The study monitored the diets of
tens of thousands of French people between 2009 and 2017 as part of the ongoing
NutriNet-Sante study.
After seven years, 602 of the
44,551 adults had died.
The authors of the study have
cautioned the results do not mean eating a single packaged meal gives you a
higher risk of dying.
"We shouldn't be
alarmist," said Mathilde Touvier, director of the nutritional epidemiology
research team at Paris 13 University.
"It's another step in our
understanding of the link between ultra-processed food and health."
What are
ultra-processed foods?
Ultra-processed foods come under
group four of the NOVA food classification system recognized by health agencies
including the UN Food and Agriculture Organization.
The other three groups are
unprocessed foods like fruit and vegetables, or meat and eggs; processed
ingredients like oils, butter, sugar and salt; and processed foods like canned
fish, fruits in syrup, and certain types of cheeses and bread.
Home
delivery isn’t necessarily unhealthy, but it does make it easier to eat badly.
Ultra-processed foods include soft
drinks, packaged snacks, reconstituted meat produces, and pre-prepared frozen
dishes.
"The main purpose of
industrial ultra-processing is to create products that are ready to eat, to
drink or to heat, liable to replace both unprocessed or minimally processed
foods that are naturally ready to consume, such as fruits and nuts, milk and
water, and freshly prepared drinks, dishes, desserts and meals," according
to the Who in 2016.
"Common attributes of
ultra-processed products are hyper-palatability, sophisticated and attractive
packaging ... health claims, high profitability, and branding and ownership by
transnational corporations."
Basically, it's bright shiny junk
food. If you know, you know.
Why is
junk food unhealthy?
Linking junk food with bad health
isn't exactly groundbreaking, and the study itself isn't definitive.
Since it is not possible to conduct
an experiment where you cram junk food into people for several years,
observational studies are the only option.
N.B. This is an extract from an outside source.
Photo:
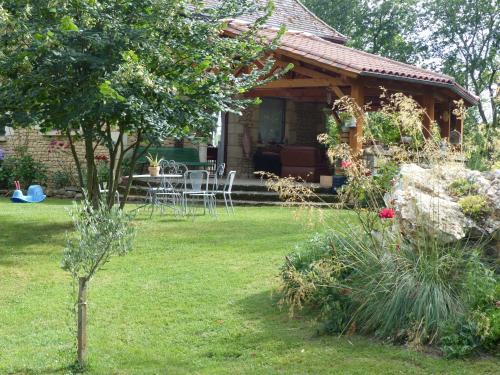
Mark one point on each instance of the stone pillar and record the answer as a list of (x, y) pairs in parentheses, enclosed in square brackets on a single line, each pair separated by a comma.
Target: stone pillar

Since they rely on people accurately
reporting what they ate, they are inevitably flawed.
The authors also had to adjust the
results to isolate junk food from all the other causes of an earlier death,
including the overall quality of the diet, or the amount of exercise - factors
that are associated with eating more junk food.
In any case, assuming there is a
modest link between junk food and a heightened risk of dying early, the
question becomes why is junk food so unhealthy?
The JAMA report offers several
hypotheses:
- High salt content. Consuming more
sodium has been associated with heart disease and stomach cancer
- More sugar. High sugar intake has
thas been associated with an increased risk of heart disease
- Not enough fiber. Dietary fiber has
been linked with a substantially decreased risk of dying early
- Suspected carcinogen-contaminants,
such as acrylamide, in foods that have undergone high-temperature
processing
- Food additives such as titanium
dioxide have been associated with gut and intestinal inflammation
- Harmful chemicals present in food
packaging may be migrating into food
Whatever the causes, what's not in
doubt is that people in lower socioeconomic groups eat more junk.
"These results underline the
social inequalities associated with food choices," the authors write in
the JAMA report.
"Further prospective studies
are needed to confirm these findings and to disentangle the various mechanisms
by which ultra-processed foods may affect health."